Concertgoers bring class action lawsuit challenging Foxborough’s practice of improperly taking people into protective custody 

Today we filed a class action lawsuit in federal court on behalf of two men who were taken into protective custody at Gillette Stadium in Foxborough, alleging that the Foxborough police are putting people into protective custody even when the people are not incapacitated. The lawsuit alleges that it is unconstitutional to take people into custody simply because they are perceived to be under the influence of alcohol.

Paul Weldner and Timothy Dutton planned to attend the Bruce Springsteen concert at Gillette Stadium on August 18, 2012. They drank alcohol before the concert, but they were not incapacitated. They had rented a bus so they could travel safely. Foxborough police officers detained Mr. Weldner and Dr. Dutton before they entered the concert and placed them into protective custody along with over sixty others.

Mr. Weldner and Dr. Dutton sued Foxborough police chief Edward O’Leary and the Town of Foxborough on behalf of all the people affected by Foxborough’s unconstitutional use of the protective custody statute. Our lawsuit alleges that Foxborough established a policy of taking people into protective custody even though the people detained were not incapacitated by alcohol consumption. As a result of this policy, which has been applied at numerous events, over one thousand people have been handcuffed and placed in cells merely because they were perceived to be under the influence of alcohol. At the Country Music Festival in August 2012, 467 people were taken into protective custody.

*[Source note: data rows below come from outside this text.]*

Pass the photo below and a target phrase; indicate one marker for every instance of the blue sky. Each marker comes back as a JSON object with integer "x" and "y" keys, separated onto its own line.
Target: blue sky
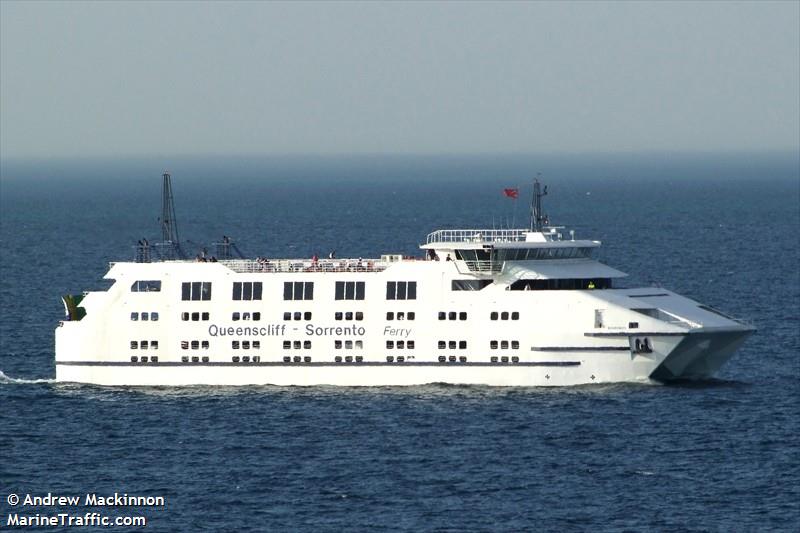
{"x": 114, "y": 78}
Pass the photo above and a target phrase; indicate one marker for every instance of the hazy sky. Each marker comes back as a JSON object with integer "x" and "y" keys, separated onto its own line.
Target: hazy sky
{"x": 113, "y": 78}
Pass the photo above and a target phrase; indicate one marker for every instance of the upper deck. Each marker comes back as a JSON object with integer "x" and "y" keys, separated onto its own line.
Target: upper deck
{"x": 550, "y": 236}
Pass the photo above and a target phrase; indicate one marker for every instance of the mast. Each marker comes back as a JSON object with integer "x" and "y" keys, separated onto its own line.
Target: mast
{"x": 169, "y": 223}
{"x": 538, "y": 218}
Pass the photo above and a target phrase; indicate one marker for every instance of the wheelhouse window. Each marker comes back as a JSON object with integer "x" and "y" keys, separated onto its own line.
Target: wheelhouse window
{"x": 148, "y": 285}
{"x": 298, "y": 290}
{"x": 196, "y": 290}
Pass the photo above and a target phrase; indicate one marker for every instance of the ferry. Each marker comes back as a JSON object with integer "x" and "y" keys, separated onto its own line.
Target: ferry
{"x": 497, "y": 307}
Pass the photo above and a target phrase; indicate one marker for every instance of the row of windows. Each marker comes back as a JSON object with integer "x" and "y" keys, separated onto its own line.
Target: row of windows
{"x": 349, "y": 315}
{"x": 401, "y": 290}
{"x": 504, "y": 315}
{"x": 194, "y": 344}
{"x": 245, "y": 345}
{"x": 245, "y": 316}
{"x": 504, "y": 345}
{"x": 400, "y": 345}
{"x": 305, "y": 345}
{"x": 195, "y": 317}
{"x": 247, "y": 290}
{"x": 349, "y": 290}
{"x": 453, "y": 359}
{"x": 196, "y": 290}
{"x": 504, "y": 359}
{"x": 297, "y": 315}
{"x": 144, "y": 316}
{"x": 390, "y": 315}
{"x": 451, "y": 345}
{"x": 144, "y": 345}
{"x": 348, "y": 345}
{"x": 246, "y": 358}
{"x": 452, "y": 315}
{"x": 298, "y": 290}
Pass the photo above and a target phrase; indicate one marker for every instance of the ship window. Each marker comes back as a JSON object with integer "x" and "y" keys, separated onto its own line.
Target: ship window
{"x": 247, "y": 290}
{"x": 349, "y": 290}
{"x": 150, "y": 285}
{"x": 298, "y": 290}
{"x": 196, "y": 290}
{"x": 401, "y": 290}
{"x": 469, "y": 284}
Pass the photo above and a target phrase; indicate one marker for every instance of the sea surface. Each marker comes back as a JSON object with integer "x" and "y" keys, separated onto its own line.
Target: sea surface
{"x": 718, "y": 455}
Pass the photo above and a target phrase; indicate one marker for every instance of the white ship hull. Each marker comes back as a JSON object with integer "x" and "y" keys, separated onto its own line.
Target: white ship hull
{"x": 483, "y": 307}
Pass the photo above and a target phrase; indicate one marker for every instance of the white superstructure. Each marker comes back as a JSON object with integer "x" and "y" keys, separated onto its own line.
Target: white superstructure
{"x": 494, "y": 307}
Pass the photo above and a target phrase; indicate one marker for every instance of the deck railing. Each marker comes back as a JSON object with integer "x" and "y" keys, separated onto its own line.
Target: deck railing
{"x": 477, "y": 235}
{"x": 297, "y": 265}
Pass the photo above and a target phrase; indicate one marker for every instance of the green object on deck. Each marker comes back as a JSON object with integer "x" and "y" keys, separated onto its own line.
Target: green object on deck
{"x": 74, "y": 312}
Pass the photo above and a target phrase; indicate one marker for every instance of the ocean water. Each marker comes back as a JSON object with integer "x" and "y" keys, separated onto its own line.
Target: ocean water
{"x": 719, "y": 455}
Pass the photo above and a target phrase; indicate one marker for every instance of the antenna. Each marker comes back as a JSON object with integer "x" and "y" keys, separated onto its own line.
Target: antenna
{"x": 538, "y": 218}
{"x": 169, "y": 223}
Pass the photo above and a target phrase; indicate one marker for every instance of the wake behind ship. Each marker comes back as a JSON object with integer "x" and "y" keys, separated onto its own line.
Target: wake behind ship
{"x": 508, "y": 307}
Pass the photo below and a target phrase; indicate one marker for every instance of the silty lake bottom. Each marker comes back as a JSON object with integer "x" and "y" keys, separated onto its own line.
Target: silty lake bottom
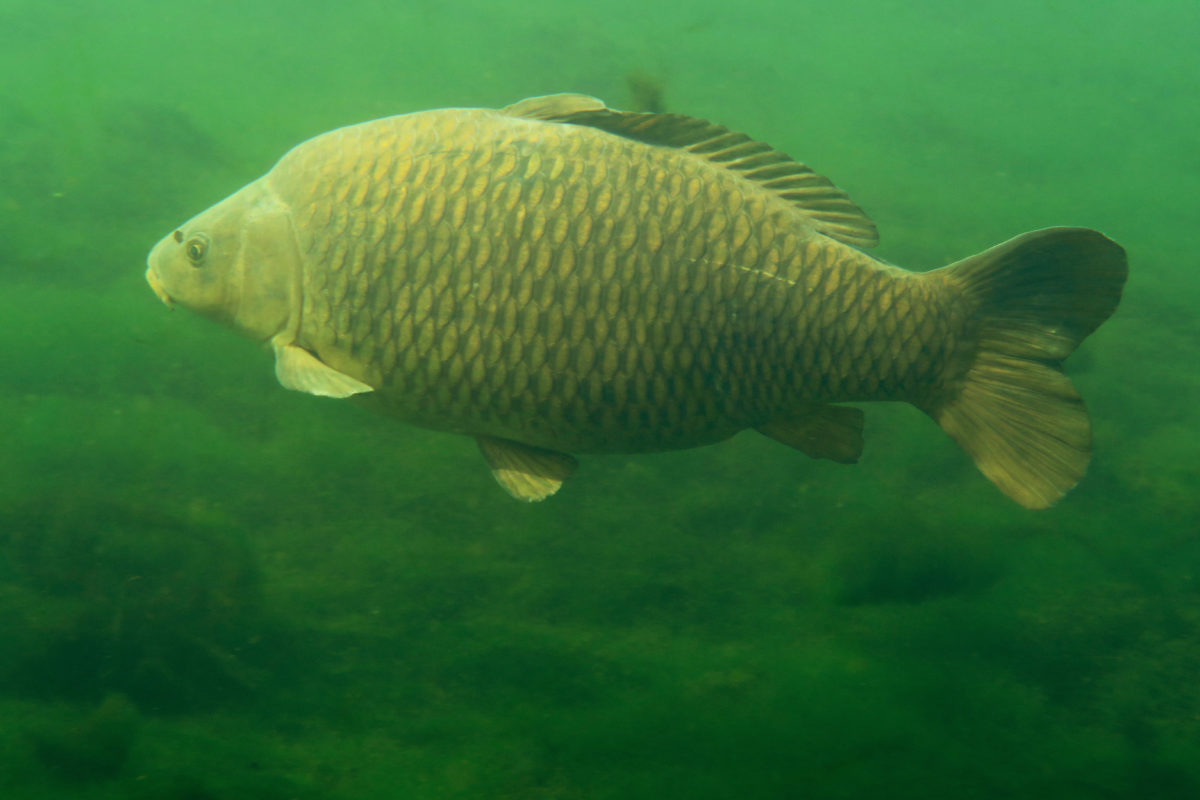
{"x": 215, "y": 588}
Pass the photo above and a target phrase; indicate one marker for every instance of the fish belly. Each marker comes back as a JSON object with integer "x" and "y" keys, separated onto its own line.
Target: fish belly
{"x": 581, "y": 292}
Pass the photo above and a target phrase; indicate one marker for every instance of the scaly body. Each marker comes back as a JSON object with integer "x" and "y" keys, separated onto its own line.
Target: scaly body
{"x": 559, "y": 277}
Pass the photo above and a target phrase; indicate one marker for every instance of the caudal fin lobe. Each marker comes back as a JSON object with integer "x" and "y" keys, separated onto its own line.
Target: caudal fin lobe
{"x": 1009, "y": 405}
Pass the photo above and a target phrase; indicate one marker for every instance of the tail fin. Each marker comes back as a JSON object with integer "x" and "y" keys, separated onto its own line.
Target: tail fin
{"x": 1032, "y": 301}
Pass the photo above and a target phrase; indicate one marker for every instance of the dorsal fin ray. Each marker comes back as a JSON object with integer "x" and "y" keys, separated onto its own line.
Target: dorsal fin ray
{"x": 829, "y": 209}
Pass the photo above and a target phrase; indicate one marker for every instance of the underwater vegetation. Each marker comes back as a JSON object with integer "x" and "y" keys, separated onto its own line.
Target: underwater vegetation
{"x": 211, "y": 589}
{"x": 126, "y": 600}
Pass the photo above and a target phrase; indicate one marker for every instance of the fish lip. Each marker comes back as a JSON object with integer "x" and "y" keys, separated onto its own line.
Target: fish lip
{"x": 153, "y": 280}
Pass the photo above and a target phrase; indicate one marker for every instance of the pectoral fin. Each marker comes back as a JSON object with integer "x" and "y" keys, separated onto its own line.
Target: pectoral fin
{"x": 301, "y": 371}
{"x": 833, "y": 432}
{"x": 525, "y": 471}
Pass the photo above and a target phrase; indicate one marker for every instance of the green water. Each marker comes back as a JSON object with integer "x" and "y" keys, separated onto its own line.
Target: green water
{"x": 211, "y": 588}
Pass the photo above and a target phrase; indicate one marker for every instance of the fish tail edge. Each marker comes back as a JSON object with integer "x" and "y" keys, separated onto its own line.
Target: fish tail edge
{"x": 1008, "y": 404}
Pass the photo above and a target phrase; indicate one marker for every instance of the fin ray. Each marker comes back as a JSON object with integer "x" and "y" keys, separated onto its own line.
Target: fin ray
{"x": 826, "y": 205}
{"x": 525, "y": 471}
{"x": 1012, "y": 408}
{"x": 833, "y": 432}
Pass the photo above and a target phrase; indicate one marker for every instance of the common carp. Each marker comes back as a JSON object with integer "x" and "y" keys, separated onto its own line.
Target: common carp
{"x": 559, "y": 277}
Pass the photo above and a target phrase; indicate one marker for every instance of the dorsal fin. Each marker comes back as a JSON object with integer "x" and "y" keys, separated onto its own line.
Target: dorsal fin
{"x": 831, "y": 210}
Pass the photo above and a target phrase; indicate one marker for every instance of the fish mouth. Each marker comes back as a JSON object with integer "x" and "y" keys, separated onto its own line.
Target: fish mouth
{"x": 153, "y": 280}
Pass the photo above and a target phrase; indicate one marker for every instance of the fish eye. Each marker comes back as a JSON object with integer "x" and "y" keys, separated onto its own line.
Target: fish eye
{"x": 196, "y": 248}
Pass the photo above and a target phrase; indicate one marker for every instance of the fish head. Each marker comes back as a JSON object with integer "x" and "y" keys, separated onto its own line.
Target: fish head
{"x": 237, "y": 263}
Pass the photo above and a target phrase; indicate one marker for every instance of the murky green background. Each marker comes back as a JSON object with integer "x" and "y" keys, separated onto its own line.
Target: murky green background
{"x": 211, "y": 588}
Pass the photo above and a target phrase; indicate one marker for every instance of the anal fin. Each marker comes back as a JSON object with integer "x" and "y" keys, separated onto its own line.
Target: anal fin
{"x": 527, "y": 473}
{"x": 833, "y": 432}
{"x": 301, "y": 371}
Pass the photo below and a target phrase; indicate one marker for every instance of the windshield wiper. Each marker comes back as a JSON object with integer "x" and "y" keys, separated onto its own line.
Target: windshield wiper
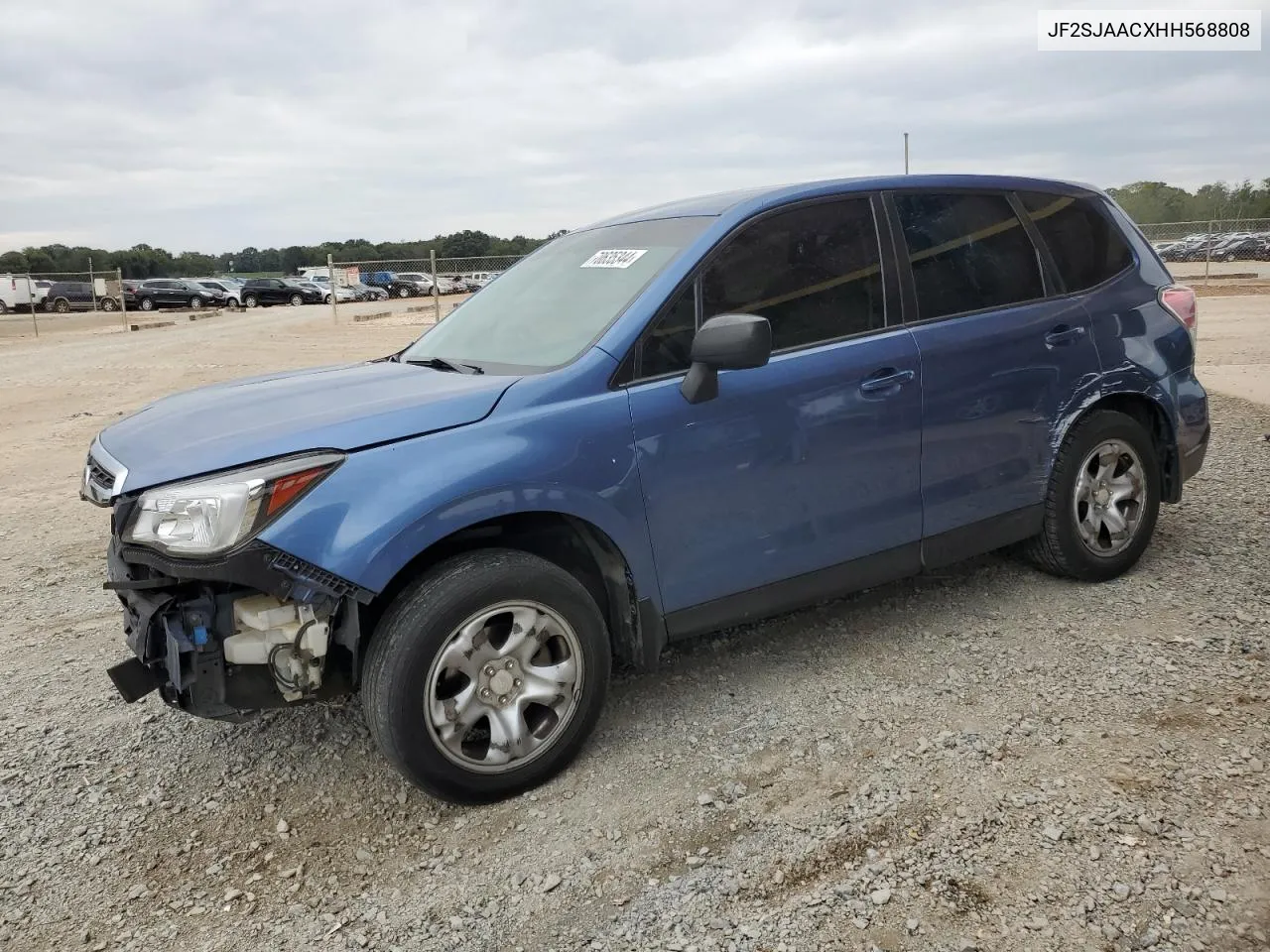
{"x": 440, "y": 363}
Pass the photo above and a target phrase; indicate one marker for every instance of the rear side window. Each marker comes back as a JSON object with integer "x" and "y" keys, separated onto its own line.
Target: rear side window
{"x": 813, "y": 272}
{"x": 1086, "y": 246}
{"x": 969, "y": 252}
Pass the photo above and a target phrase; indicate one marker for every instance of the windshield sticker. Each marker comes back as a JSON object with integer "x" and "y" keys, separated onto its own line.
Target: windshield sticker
{"x": 615, "y": 258}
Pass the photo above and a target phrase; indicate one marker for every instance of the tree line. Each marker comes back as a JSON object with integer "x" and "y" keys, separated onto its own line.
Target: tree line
{"x": 1146, "y": 202}
{"x": 1156, "y": 202}
{"x": 146, "y": 262}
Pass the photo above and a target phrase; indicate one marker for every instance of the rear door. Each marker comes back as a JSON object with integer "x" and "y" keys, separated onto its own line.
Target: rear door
{"x": 804, "y": 471}
{"x": 1002, "y": 358}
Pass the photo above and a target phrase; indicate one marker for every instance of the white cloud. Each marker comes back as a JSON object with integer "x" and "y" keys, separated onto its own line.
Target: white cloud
{"x": 207, "y": 125}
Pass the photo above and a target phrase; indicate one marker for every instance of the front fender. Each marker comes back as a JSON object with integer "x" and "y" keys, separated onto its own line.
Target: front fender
{"x": 385, "y": 506}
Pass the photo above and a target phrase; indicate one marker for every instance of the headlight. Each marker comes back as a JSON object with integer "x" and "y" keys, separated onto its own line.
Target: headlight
{"x": 208, "y": 516}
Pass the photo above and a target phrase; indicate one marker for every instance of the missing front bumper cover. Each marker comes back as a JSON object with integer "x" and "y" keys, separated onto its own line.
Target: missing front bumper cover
{"x": 132, "y": 679}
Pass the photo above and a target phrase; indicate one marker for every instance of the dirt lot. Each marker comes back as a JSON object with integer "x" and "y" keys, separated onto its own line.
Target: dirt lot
{"x": 988, "y": 758}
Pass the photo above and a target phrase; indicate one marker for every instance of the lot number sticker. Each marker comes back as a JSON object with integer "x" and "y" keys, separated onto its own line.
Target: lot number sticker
{"x": 615, "y": 258}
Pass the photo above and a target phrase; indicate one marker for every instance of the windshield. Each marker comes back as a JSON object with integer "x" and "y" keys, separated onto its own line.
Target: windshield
{"x": 550, "y": 306}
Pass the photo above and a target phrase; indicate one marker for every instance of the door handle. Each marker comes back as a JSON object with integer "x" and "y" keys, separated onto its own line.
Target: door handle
{"x": 885, "y": 379}
{"x": 1064, "y": 334}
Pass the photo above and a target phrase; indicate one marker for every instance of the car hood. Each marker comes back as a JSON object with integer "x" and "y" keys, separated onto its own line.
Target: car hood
{"x": 345, "y": 407}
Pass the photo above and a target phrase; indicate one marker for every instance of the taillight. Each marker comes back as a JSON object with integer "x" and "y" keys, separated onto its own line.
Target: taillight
{"x": 1182, "y": 303}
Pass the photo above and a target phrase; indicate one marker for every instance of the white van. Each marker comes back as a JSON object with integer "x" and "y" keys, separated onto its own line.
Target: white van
{"x": 18, "y": 291}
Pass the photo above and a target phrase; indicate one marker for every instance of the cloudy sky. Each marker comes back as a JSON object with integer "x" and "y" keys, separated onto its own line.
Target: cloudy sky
{"x": 212, "y": 125}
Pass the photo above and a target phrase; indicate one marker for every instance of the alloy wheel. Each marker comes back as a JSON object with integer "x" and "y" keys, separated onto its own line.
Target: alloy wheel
{"x": 1109, "y": 498}
{"x": 503, "y": 687}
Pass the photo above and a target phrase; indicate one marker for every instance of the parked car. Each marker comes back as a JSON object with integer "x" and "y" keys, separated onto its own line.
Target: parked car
{"x": 316, "y": 294}
{"x": 365, "y": 293}
{"x": 66, "y": 296}
{"x": 343, "y": 294}
{"x": 677, "y": 420}
{"x": 19, "y": 291}
{"x": 1241, "y": 248}
{"x": 400, "y": 285}
{"x": 230, "y": 291}
{"x": 451, "y": 285}
{"x": 169, "y": 293}
{"x": 476, "y": 281}
{"x": 262, "y": 293}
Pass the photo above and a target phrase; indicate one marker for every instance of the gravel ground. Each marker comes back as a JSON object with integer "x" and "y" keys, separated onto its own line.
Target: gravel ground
{"x": 983, "y": 760}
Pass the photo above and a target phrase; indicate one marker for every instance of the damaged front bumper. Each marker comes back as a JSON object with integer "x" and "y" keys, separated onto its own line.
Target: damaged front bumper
{"x": 225, "y": 638}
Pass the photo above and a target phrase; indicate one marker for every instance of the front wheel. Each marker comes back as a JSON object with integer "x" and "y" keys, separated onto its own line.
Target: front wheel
{"x": 486, "y": 675}
{"x": 1102, "y": 500}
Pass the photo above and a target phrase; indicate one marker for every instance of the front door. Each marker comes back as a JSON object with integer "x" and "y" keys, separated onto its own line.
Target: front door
{"x": 808, "y": 463}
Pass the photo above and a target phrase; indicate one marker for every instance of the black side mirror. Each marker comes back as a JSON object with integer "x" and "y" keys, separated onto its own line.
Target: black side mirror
{"x": 730, "y": 341}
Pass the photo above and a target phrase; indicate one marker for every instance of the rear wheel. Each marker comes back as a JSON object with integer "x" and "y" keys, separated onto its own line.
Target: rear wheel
{"x": 1102, "y": 500}
{"x": 486, "y": 675}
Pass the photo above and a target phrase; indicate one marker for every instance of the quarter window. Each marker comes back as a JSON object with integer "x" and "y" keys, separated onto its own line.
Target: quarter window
{"x": 666, "y": 344}
{"x": 813, "y": 272}
{"x": 969, "y": 252}
{"x": 1087, "y": 249}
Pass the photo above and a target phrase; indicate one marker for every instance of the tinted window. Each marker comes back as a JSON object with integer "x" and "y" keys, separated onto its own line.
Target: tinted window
{"x": 1087, "y": 249}
{"x": 666, "y": 345}
{"x": 813, "y": 272}
{"x": 968, "y": 252}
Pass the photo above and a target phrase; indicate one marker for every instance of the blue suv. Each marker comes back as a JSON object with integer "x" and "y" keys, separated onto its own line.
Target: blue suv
{"x": 675, "y": 420}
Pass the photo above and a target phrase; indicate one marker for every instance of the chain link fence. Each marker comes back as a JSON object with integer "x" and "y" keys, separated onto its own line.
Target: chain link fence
{"x": 1227, "y": 248}
{"x": 53, "y": 295}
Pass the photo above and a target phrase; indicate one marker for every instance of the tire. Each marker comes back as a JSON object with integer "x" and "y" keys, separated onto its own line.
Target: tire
{"x": 404, "y": 674}
{"x": 1061, "y": 548}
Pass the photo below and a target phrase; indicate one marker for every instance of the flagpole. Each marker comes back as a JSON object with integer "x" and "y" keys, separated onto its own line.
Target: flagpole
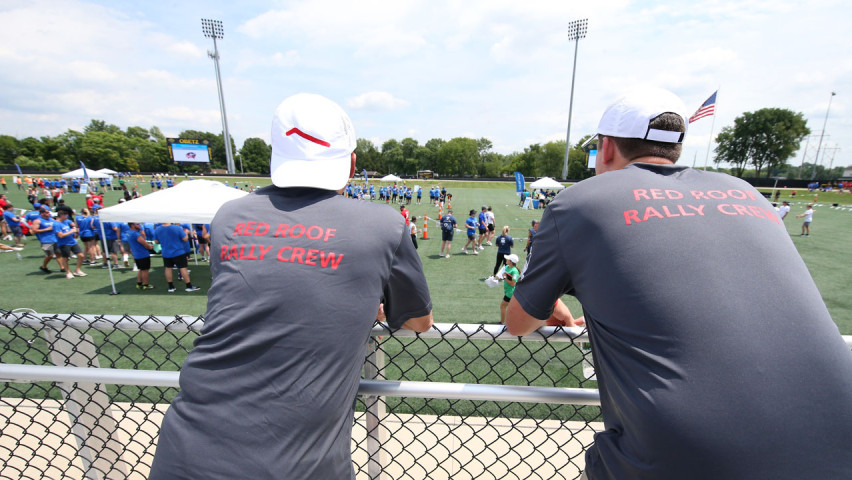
{"x": 712, "y": 126}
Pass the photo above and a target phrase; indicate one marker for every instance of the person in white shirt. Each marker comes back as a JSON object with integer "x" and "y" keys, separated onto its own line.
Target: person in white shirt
{"x": 784, "y": 209}
{"x": 809, "y": 216}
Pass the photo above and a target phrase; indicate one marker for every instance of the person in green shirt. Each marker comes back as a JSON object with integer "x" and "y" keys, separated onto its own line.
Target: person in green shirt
{"x": 510, "y": 277}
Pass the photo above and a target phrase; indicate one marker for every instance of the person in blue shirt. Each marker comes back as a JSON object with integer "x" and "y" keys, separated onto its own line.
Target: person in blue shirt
{"x": 504, "y": 247}
{"x": 482, "y": 226}
{"x": 141, "y": 250}
{"x": 65, "y": 229}
{"x": 448, "y": 228}
{"x": 470, "y": 223}
{"x": 112, "y": 244}
{"x": 14, "y": 223}
{"x": 33, "y": 215}
{"x": 175, "y": 244}
{"x": 123, "y": 230}
{"x": 202, "y": 236}
{"x": 43, "y": 230}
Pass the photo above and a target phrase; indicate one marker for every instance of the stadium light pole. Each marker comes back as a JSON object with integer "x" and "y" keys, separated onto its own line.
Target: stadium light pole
{"x": 576, "y": 31}
{"x": 819, "y": 145}
{"x": 213, "y": 29}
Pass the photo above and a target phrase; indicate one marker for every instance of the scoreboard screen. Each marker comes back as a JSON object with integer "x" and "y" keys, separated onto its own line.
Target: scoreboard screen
{"x": 188, "y": 150}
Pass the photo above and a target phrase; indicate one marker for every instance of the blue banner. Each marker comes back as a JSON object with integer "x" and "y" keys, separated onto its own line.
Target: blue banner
{"x": 85, "y": 173}
{"x": 519, "y": 182}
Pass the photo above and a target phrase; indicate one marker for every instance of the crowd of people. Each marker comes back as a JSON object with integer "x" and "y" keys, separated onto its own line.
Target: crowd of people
{"x": 64, "y": 235}
{"x": 655, "y": 291}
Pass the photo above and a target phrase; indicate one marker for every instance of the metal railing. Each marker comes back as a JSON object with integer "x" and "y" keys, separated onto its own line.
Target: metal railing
{"x": 83, "y": 397}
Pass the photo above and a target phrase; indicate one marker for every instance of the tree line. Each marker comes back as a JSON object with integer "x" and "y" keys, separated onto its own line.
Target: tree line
{"x": 758, "y": 144}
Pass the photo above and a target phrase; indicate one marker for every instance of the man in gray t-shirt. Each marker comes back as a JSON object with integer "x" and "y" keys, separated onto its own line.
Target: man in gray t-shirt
{"x": 704, "y": 370}
{"x": 299, "y": 275}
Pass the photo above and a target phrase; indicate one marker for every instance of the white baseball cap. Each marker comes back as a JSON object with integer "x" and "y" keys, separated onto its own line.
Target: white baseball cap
{"x": 630, "y": 115}
{"x": 312, "y": 143}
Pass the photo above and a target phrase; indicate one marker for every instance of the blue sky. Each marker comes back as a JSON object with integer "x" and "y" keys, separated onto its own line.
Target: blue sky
{"x": 479, "y": 68}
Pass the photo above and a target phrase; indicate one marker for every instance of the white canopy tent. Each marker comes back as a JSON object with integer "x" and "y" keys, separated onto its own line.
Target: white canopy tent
{"x": 79, "y": 174}
{"x": 546, "y": 183}
{"x": 191, "y": 201}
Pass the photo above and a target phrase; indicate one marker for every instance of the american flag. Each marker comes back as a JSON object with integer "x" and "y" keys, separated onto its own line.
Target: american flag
{"x": 706, "y": 109}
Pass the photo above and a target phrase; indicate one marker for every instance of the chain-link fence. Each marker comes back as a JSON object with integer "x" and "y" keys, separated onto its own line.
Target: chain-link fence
{"x": 427, "y": 410}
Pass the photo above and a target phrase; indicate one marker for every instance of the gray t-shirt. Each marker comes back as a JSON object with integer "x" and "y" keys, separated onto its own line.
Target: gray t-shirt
{"x": 268, "y": 390}
{"x": 716, "y": 357}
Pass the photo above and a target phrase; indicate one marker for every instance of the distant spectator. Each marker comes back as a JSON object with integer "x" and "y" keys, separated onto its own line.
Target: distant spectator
{"x": 808, "y": 216}
{"x": 504, "y": 247}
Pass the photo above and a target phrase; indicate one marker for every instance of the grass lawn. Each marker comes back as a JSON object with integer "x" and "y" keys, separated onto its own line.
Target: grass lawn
{"x": 458, "y": 290}
{"x": 457, "y": 284}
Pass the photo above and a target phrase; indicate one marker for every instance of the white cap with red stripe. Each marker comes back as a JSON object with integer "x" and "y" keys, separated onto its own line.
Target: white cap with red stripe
{"x": 312, "y": 143}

Since 1971, a person cannot be arrested in Massachusetts simply for being intoxicated. A person can be taken into protective custody only if they are incapacitated. The lawsuit alleges that Foxborough’s practices violate the constitutional right to be free from unreasonable seizures.

Our lawsuit seeks money damages for violations of the class members’ constitutional rights, as well as an end to the policy. Click here to view the complaint.

Click here to listen to Howard Friedman speak about this case on WBUR.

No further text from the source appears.